Die Odyssee

Zum Vergrößern klicken

Über viele Jahre hinweg arbeitete Florence Miailhe an ihrem eindrucksvollen Film „Die Odyssee“. Der mit Öl auf Glas gemalte Film ist ein Meisterwerk der Handarbeit, ausgesprochen charmant und eigen und mit einer Geschichte, die für Kinder und Erwachsene gleichermaßen gedacht ist, wenn davon erzählt wird, wie zwei Kinder nach einem Angriff auf ihr Dorf eine wahre Odyssee durchmachen.

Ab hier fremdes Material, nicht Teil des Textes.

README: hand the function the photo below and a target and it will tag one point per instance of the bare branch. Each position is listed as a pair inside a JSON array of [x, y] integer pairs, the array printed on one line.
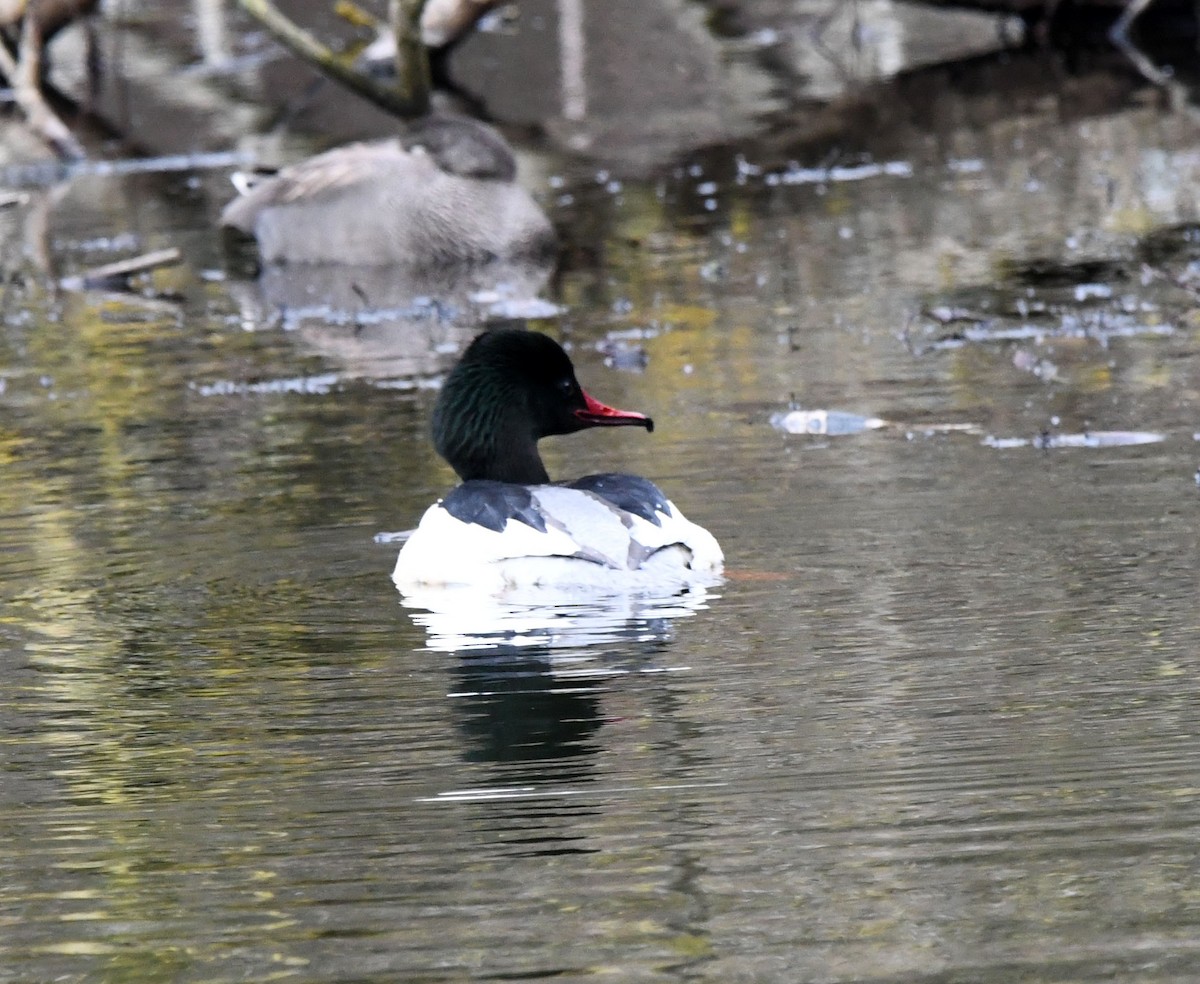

Website: https://grandfilm.de/die-odyssee/

La traversée
Frankreich / Tschechien / Deutschland 2020
Regie: Florence Miailhe
Buch: Marie Desplechin, Florence Miailhe
Darsteller: Hanna Schygulla
Länge: 84 Minuten
Verleih: Grandfilm
Kinostart: 28.04.2022

FILMKRITIK:

Kyona und Adriel laufen durch den Wald, als sie aus der Richtung ihres Dorfes Rauch sehen. Es wird überfallen und so sind Kyona und Adriel gezwungen, mit ihren Eltern zu fliehen. Doch schon bald wird die Familie getrennt, woraufhin die Geschwister auf sich allein gestellt sind. Auf ihrer beschwerlichen Reise einem unbestimmten Ziel entgegen schließen sie neue Freundschaften, entfliehen immer wieder den Wirren des Krieges und werden schneller erwachsen, als ihnen selbst lieb sein kann.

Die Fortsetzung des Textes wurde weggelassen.